Vom 17. bis 26. April präsentiert das Theater an der Niebuhrg, Niebuhr-straße 61, seine Erfolgsproduktion „Sommer der Liebe“ zum letzten mal in Oberhausen, bevor der Flower-Power-Bus mit „Auf, auf zu neuen Ufern“ von der Niebuhrg-Bühne fährt.

Liebeleien und Konflikte

Hört man heutzutage das Schlagwort „Die 70er“, so denkt manch einer, der dabei war, an Blümchenmuster, Vietnamkrieg, bunte Kleidung und die Flower-Power-Bewegung. Die junge Generation, die diese Epoche nur aus der Erzählung der Eltern kennt, denkt im Stillen eher an Marihuana, freie Liebe und Disco-Musik. Was passiert, wenn beide Sichtweisen zusammenkommen, zeigt das Team der Niebuhrg in seiner Musicalkomödie „Sommer der Liebe“.

Eine Gruppe junger Leute erlebt im alten, selbst reparierten Kleinbus eine abenteuerliche Fahrt – Pannen, Liebeleien und Konflikte lassen die Reise nie langweilig werden. Durch die größten Hits von den Les Humphreys Singers, den Carpenters und vielen anderen wird das Publikum in die Atmosphäre der Flower-Power-Zeit zurückversetzt. Farbenprächtige Kostüme, die Musik der Siebziger, jede Menge Humor und ein bisschen Romantik – eine Mischung, mit der das Team der Niebuhrg die Zuschauer verzaubert. „Sommer der Liebe ist eine bunte Blumenparty, die wir gemeinsam mit den Zuschauern feiern“ sagt Regisseur Thomas Schiffmann.

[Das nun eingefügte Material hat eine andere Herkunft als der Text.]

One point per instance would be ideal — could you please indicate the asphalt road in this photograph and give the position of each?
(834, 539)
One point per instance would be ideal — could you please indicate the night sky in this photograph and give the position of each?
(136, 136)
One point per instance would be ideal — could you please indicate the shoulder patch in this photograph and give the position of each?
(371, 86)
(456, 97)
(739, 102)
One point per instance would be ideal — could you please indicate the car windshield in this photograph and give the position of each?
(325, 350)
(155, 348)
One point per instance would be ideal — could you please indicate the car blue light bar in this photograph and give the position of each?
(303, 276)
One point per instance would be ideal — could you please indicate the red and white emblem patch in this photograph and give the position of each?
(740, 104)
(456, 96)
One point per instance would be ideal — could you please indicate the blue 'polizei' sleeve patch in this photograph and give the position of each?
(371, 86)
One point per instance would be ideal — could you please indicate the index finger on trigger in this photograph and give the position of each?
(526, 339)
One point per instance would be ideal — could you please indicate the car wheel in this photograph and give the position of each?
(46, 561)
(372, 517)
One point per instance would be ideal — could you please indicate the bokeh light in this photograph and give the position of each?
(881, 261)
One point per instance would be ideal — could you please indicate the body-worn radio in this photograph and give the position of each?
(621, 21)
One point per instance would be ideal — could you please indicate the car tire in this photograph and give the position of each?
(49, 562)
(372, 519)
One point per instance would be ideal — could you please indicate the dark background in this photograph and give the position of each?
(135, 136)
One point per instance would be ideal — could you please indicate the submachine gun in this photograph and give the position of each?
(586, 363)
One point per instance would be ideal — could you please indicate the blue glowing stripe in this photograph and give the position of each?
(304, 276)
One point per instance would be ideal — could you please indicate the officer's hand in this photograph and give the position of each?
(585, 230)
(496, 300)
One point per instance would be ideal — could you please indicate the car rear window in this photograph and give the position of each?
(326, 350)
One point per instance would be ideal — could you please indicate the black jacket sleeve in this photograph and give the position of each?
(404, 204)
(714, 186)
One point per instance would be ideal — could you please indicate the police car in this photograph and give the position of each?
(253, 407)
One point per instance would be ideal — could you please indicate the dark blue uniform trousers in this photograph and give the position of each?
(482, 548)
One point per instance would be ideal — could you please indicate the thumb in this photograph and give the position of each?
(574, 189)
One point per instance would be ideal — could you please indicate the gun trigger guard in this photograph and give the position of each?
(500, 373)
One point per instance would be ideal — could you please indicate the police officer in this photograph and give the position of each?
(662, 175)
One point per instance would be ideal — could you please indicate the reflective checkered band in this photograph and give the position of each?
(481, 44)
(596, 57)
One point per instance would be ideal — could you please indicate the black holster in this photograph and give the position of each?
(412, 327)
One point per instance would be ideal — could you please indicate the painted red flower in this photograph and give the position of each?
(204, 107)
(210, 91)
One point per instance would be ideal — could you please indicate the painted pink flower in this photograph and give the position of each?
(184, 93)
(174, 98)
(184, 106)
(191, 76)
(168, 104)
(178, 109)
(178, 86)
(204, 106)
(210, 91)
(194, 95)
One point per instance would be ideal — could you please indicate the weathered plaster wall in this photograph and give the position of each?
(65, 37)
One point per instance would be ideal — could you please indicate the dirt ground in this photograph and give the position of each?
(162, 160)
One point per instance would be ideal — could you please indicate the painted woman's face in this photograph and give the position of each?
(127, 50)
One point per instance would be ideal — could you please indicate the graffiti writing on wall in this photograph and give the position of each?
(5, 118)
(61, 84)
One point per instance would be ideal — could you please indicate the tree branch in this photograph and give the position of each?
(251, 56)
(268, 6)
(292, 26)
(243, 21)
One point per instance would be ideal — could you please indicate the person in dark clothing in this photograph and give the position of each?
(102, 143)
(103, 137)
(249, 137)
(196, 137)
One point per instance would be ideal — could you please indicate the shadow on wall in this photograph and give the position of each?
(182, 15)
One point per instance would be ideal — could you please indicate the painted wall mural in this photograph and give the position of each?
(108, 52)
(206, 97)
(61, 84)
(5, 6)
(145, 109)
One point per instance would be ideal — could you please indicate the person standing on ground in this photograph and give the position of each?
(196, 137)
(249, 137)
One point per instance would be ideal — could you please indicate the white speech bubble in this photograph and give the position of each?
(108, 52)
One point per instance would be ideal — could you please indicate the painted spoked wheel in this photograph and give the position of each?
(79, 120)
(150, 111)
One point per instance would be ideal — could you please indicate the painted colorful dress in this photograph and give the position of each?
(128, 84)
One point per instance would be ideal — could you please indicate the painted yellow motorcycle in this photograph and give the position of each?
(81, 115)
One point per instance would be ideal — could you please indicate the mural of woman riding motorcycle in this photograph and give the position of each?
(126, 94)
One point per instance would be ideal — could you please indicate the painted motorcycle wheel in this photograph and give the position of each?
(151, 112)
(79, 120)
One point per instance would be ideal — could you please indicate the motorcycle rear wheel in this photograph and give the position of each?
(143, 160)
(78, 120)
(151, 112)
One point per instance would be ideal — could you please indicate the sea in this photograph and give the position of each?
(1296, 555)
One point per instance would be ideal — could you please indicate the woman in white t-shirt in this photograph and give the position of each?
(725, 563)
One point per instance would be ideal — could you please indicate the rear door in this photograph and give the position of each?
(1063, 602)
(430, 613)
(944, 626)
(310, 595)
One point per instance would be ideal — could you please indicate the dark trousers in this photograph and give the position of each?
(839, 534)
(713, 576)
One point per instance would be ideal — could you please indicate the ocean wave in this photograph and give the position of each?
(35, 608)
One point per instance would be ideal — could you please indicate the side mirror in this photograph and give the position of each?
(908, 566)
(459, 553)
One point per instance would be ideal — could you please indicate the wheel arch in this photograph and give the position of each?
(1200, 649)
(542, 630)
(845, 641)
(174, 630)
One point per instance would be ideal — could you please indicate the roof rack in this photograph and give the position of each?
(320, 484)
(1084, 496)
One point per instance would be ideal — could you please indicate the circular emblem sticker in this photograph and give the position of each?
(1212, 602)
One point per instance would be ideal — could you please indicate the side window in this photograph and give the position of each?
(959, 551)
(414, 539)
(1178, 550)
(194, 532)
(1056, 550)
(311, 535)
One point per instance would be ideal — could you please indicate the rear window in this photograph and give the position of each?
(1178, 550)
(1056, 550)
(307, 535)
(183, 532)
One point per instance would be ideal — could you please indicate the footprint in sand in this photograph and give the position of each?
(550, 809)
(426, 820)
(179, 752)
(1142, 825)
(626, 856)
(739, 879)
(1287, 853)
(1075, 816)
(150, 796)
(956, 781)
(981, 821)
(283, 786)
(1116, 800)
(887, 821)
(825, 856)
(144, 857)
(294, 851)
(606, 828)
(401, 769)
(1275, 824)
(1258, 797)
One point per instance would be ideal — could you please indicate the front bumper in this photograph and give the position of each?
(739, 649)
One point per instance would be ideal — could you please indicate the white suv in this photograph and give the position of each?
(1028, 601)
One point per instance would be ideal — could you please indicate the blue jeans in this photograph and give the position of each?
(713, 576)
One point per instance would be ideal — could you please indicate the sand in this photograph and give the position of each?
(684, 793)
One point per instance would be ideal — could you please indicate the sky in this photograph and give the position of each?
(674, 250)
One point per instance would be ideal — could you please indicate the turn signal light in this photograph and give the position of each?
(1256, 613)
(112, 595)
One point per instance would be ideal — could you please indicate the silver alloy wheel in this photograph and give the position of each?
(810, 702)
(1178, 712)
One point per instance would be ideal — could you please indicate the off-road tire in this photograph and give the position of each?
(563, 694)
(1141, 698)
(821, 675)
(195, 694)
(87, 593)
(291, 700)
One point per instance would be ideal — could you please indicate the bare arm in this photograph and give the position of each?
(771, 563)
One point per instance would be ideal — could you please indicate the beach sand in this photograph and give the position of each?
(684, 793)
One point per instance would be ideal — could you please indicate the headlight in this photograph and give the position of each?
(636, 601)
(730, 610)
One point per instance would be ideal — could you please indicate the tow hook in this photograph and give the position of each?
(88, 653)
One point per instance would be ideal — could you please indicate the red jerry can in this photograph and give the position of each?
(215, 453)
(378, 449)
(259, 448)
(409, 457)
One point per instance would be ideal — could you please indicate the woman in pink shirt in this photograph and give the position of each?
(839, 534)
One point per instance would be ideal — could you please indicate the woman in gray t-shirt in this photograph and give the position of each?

Wer also wissen will, ob die Freunde die geplante Reise antreten können, der sollte sich die Chance nicht nehmen lassen, das Musical „Sommer der Liebe“ noch ein mal zu besuchen. Danach ist der Flower-Power-Bus nur noch am 13. und 14. Juni (Samstag/Sonntag) in der Essener Dubois-Arena im Schlosspark Borbeck, Schlossstraße 101, zu sehen.